You may notice that there is one upper-bound outlier and three lower-bound outliers indicated by all methods. I wonder if it is appropriate to remove these instances from the data? Or is this a sort of cheating to improve the prediction model?
It is almost always a cheating to remove observations to improve a regression model. You should drop observations only when you truly think that these are in fact outliers.
For instance, you have time series from the heart rate monitor connected to your smart watch. If you take a look at the series, it’s easy to see that there would be erroneous observations with readings like 300bps. These should be removed, but not because you want to improve the model (whatever it means). They’re errors in reading which have nothing to do with your heart rate.

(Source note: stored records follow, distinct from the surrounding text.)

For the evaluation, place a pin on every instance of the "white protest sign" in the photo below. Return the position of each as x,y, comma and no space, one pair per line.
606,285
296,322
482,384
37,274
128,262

One thing to be careful though is the correlation of errors with the data. In my example it could be argued that you have errors when the heart rate monitor is displaced during exercises such as running o jumping. Which will make these errors correlated with the hart rate. In this case, care must be taken in removal of these outliers and errors, because they are not at random
I’ll give you a made up example of when to not remove outliers. Let’s say you’re measuring the movement of a weight on a spring. If the weight is small relative to the strength of the weight, then you’ll notice that Hooke’s law works very well: F=−kΔx, where F is force, k – tension coefficient and Δx is the position of the weight.
Now if you put a very heavy weight or displace the weight too much, you’ll start seeing deviations: at large enough displacements Δx the motion will seem to deviate from the linear model. So, you might be tempted to remove the outliers to improve the linear model. This would not be a good idea, because the model is not working very well since Hooke’s law is only approximately right.
In your case I would suggest pulling those data points and looking at them closer. Could it be lab instrument failure? External interference? Sample defect? etc.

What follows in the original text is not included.